EXCLUSIVE PICTURES
A leading member of Hamas in the occupied West Bank has died just one week after his release from an Israeli prison. Zahir Libada, 38, was in poor and deteriorating health upon his release. Prisoners’ affairs organisations blame the conditions in which he was held by the Israelis for his death.
The head of the Liberation Centre, Fuad al-Khafish said that Libada was already in a coma when he left prison and did not regain consciousness before his death. A spokesman for the Solidarity Organisation, Ahmed al-Bitawi, drew attention to the fact that the Israelis do not release any sick prisoner except after giving written confirmation that he fell ill as a result of the treatment received in prison. Israel, he added, is afraid of the repercussions of a Palestinian political prisoner dying behind bars.

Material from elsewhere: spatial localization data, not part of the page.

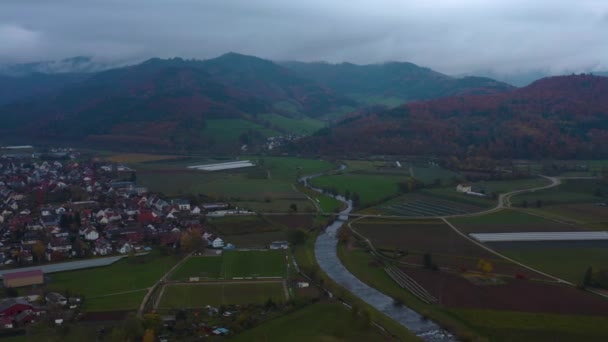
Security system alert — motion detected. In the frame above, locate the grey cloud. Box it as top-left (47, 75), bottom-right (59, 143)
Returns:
top-left (0, 0), bottom-right (607, 75)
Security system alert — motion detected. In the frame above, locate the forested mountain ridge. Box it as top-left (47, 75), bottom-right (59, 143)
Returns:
top-left (291, 75), bottom-right (608, 159)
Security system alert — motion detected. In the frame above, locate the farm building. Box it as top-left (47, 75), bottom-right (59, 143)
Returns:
top-left (2, 269), bottom-right (44, 288)
top-left (456, 183), bottom-right (472, 193)
top-left (269, 241), bottom-right (289, 250)
top-left (0, 298), bottom-right (33, 317)
top-left (172, 199), bottom-right (191, 211)
top-left (211, 237), bottom-right (225, 248)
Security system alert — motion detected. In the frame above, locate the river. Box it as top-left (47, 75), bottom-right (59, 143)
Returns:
top-left (302, 167), bottom-right (455, 341)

The head of the National Hospital in Nablus, Dr. Hesam al-Jehuri, confirmed Libada’s death and explained his condition. The martyred leader entered hospital in a coma after his release last Thursday (24 May), said Dr. Al-Jehuri, and he was in a critical condition, suffering from kidney and liver failure. Despite the best possible medical attention, he succumbed to his medical complications and passed away.
Questions are being asked about the number of prisoners who are released by Israel and then die shortly thereafter. The Arab League has called for a legal inquiry into this issue, based on the experience of Mr. Libada, Zakaria ‘Aisa, Waleed Sh’at and many others.
Messages of condolence have poured in for the Libada family, who backed the call for a judicial inquiry into the conditions of Palestinian prisoners in Israeli jails and the role of the Israeli government in these shameful events.
Zahir Libada was a leader of Hamas in Nablus. He had spent several years in prison before his death. In 1992 he was deported from his own country by the Israelis to Marj al-Zuhur in southern Lebanon, along with 414 of his Hamas colleagues as part of a crackdown on the resistance to Israel’s occupation of Palestine.